Но в эту темную ночь, когда капли дождя, словно маленькие птички, долбили оконные стекла верхних этажей, Волдис думал о тех счастливцах, которые сейчас в далеких казармах, после вечерней поверки, улеглись на жесткие матрацы. Они сегодня за ужином ели черную, как деготь, гороховую похлебку с плавающими в ней вместо мяса синими пленками говядины и черный хлеб с толстой коркой…
«Несчастные, — думал Волдис, — какие же вы счастливые…»
Гуляющих становилось все меньше.
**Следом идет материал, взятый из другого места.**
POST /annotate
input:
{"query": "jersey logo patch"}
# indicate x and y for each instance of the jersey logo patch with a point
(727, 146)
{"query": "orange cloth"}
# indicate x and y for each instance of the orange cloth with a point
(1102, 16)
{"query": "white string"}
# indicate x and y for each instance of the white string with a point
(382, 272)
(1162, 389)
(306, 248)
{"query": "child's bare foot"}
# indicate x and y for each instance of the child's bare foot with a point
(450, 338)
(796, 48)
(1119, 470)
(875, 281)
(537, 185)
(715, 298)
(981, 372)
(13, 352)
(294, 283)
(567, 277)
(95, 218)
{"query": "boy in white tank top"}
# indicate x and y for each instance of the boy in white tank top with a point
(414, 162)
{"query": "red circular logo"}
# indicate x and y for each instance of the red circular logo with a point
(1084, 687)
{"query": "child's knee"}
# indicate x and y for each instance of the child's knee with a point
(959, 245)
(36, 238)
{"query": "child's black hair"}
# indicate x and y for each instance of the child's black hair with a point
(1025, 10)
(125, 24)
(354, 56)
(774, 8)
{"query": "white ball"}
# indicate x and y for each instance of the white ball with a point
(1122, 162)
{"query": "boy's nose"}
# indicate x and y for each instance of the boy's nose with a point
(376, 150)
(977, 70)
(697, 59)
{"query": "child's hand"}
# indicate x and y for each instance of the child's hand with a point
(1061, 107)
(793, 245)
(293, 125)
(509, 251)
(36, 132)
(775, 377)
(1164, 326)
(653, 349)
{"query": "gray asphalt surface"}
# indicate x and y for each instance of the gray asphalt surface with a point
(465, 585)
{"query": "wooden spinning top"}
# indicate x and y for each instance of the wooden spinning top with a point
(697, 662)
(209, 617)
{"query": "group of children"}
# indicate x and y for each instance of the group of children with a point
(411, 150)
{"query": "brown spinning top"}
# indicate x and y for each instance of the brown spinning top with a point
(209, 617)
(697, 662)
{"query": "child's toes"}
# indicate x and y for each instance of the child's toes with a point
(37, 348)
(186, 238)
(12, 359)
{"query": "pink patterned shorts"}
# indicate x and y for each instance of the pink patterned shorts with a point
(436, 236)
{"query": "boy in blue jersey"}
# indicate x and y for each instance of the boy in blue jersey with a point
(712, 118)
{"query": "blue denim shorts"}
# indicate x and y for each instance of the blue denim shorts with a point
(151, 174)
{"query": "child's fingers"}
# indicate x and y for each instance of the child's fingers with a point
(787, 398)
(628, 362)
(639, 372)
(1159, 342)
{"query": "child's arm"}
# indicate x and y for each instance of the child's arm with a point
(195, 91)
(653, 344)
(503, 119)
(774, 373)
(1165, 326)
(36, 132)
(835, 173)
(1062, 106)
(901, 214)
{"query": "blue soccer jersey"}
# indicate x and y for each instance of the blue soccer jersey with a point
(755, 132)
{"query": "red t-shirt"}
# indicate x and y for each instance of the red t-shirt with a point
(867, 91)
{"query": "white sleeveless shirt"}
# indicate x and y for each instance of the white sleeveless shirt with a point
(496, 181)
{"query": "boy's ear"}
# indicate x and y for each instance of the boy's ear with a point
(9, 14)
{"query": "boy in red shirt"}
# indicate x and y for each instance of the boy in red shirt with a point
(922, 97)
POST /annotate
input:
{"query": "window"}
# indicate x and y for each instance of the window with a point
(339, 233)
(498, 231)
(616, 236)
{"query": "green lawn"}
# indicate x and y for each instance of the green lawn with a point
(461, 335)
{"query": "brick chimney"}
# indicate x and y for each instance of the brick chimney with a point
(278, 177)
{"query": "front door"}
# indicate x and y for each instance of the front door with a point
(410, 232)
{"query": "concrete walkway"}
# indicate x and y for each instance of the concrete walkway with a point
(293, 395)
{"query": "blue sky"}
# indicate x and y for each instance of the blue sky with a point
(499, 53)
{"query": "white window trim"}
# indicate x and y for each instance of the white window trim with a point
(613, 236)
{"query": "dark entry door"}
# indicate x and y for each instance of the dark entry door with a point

На углах улиц сидели одинокие ночные сторожа, и женщины, глядясь в зеркальные стекла дверей, подкрашивали губы.
— Ну, мальчик, пойдем? — приглашали они Волдиса.
Но завоеватель большого города проходил мимо. Перед ним открылась набережная Даугавы.
На речном трамвае трижды ударили в колокол, и боковые колеса завертелись, вспенивая плицами воду. Впереди, в слабом свете раскачивающихся на Понтонном мосту фонарей, темнела речная глубина.
Устало, будто нехотя, временами гудели автомобили. Тяжело передвигая ноги, мимо Волдиса проходили люди, втянув головы в мокрые воротники. Даже полицейский зевал, натянув на голову брезентовый капюшон. Только Волдис не поддавался утомлению.